A Associação Évora 2027 lançou, esta sexta-feira, 6 de fevereiro, uma petição pública nacional para instituir o Dia Nacional do Vagar, a celebrar anualmente na mesma data. A iniciativa pretende reunir assinaturas para submeter a proposta à apreciação da Assembleia da República.
Petição quer reconhecimento nacional do Vagar
Segundo a presidente da Associação Évora 27, Maria do Céu Ramos, a petição procura garantir um lugar de reconhecimento público para o Vagar, «para além dos muros da cidade e para além da região onde nasceu», com a ambição de que se transforme «num amplo movimento sem fronteiras».
A responsável sublinha que o objetivo passa por «promover, valorizar e difundir o Vagar», entendendo-o como uma pedagogia mobilizadora da sociedade, dos cidadãos e das instituições públicas e privadas.
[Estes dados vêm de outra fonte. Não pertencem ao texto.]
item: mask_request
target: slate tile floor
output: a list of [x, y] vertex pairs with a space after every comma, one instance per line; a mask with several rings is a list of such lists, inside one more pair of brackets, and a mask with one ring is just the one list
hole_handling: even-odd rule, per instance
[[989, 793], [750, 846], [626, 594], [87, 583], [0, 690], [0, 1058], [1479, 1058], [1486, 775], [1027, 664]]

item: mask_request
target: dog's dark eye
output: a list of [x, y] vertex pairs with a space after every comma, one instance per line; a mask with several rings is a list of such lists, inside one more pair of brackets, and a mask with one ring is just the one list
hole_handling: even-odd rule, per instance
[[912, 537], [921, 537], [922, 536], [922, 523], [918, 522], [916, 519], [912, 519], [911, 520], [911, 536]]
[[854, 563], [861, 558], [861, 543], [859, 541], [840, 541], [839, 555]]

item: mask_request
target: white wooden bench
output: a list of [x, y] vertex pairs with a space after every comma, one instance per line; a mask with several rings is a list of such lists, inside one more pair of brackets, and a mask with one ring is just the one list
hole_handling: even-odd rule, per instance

A data proposta, 6 de fevereiro, coincide com o dia que, em 2027, marcará a abertura oficial de Évora Capital Europeia da Cultura.
Vagar como resposta aos desafios contemporâneos
Nas declarações proferidas, Maria do Céu Ramos enquadra o Vagar como um conceito com dimensão cívica, cultural e social, defendendo que assume particular relevância num contexto europeu marcado por múltiplos desafios. «Valorizo-o hoje como um lugar de resistência contra a avalanche da velocidade e como um lugar de construção de novos equilíbrios», afirmou.
A presidente da Associação Évora 27 associa ainda o Vagar a um espaço de reflexão e de questionamento, com ligações a diferentes disciplinas e áreas do conhecimento, dimensão que tem vindo a ser trabalhada através das conferências internacionais promovidas pela Academia do Vagar, projeto integrado em Évora 27.
Compromisso com valores europeus
Para Maria do Céu Ramos, a proposta do Dia Nacional do Vagar insere-se num compromisso mais amplo com valores fundamentais. «Em Évora_27, a nossa identidade cultural abre-se a outras culturas da Europa, transportando os princípios da dignidade da pessoa humana, da liberdade, da democracia, do Estado de direito e dos direitos humanos», referiu.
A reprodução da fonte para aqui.